There are a further 22% who have not achieved a basic level of school qualifications.
It means the UK has the highest proportion of adults with graduate-level qualifications in the European Union and is only surpassed by a handful of countries including South Korea and Japan.
But the report highlights a disparity between the rising graduate numbers and weaknesses in core skills such as reading and writing.
“On the one hand in the UK you can say qualification levels have risen enormously, lots more people are getting tertiary qualifications, university degrees, but actually not all of that is visible in better skills,” said Andreas Schleicher, the OECD’s director of education.
“Quality and degrees do not always align.”
A quarter of UK graduates achieved the top level of literacy in tests, compared with over a third in Sweden, the Netherlands, Japan and Finland. But UK graduates were ahead of their counterparts in France and the United States.
Mr Schleicher said there was “a lot of variability in the skills” of these UK graduates, with some not significantly better than school leavers.
But Mr Schleicher strongly endorsed the value of widening access to higher education, which he said brought advantages to both individuals and the wider economy.
Across the industrialised world, he said graduates were much less likely to be unemployed and likely to have higher earnings.
The “haves” and “have nots” in the economy were now strongly linked to levels of education.
This meant that access to higher education was an important ingredient in promoting social mobility.
Mr Schleicher praised the student loan system for tuition fees used in England, which he said was “one of the few countries to have figured out a sustainable approach to higher education finance”.
The report analyses figures from the fees system before the increase to £9,000 fees, but Mr Schleicher predicted this would remain a successful model for student and taxpayer.
But he also argued there was no simplistic link between the cost of university courses and open access.

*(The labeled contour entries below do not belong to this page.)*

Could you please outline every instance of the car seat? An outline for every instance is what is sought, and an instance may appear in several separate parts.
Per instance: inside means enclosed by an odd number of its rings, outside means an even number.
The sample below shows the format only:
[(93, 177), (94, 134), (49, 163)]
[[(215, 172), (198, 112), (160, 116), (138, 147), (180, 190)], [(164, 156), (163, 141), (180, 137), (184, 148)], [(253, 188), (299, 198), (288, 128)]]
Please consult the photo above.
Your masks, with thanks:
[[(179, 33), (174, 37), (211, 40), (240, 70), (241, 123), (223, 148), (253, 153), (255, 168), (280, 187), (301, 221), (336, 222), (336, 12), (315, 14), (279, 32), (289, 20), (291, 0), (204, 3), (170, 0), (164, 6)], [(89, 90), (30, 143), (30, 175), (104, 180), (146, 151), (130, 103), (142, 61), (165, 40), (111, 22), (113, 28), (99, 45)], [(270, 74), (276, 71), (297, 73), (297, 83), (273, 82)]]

In Germany, where there were universities without any tuition fees, there was still a problem in a lack of social mobility in higher education.
Mr Schleicher also warned of the United States as a cautionary tale where the university system, once a world leader, had become very expensive and inefficient, overtaken in graduate numbers by many other countries.
The report showed that the US has an unusually high number of young people who are less well educated than their parents, in a form of educational downward mobility.
“The biggest threat to inclusive growth is the risk that social mobility could grind to a halt,” said Mr Schleicher.
“Increasing access to education for everyone and continuing to improve people’s skills will be essential to long-term prosperity and a more cohesive society.”
For the UK, the OECD said public spending on education had been maintained at high levels despite the financial crisis.
Between 2008 and 2011, spending on education, as a proportion of GDP, increased more rapidly in the UK than in any other OECD country.
Anna Vignoles, professor of education at the University of Cambridge, said the increasing number of graduates reflected the sustained advantages in earnings.
“This is particularly so for women. Graduate skills are very much in demand in the labour market.”
John Jerrim from the Institute of Education, University of London, said: “The OECD analysis brings into sharp focus the low pay of young people who leave school at 16 with minimal qualifications.”
Mary Stuart, vice chancellor of the University of Lincoln, said access to higher education was “not just about equity, important as that is, but also about our ability to compete in a dynamic and fast changing world”.
Education Secretary Nicky Morgan said: “This report provides further confirmation that when it comes to our children’s education we cannot afford to stand still.”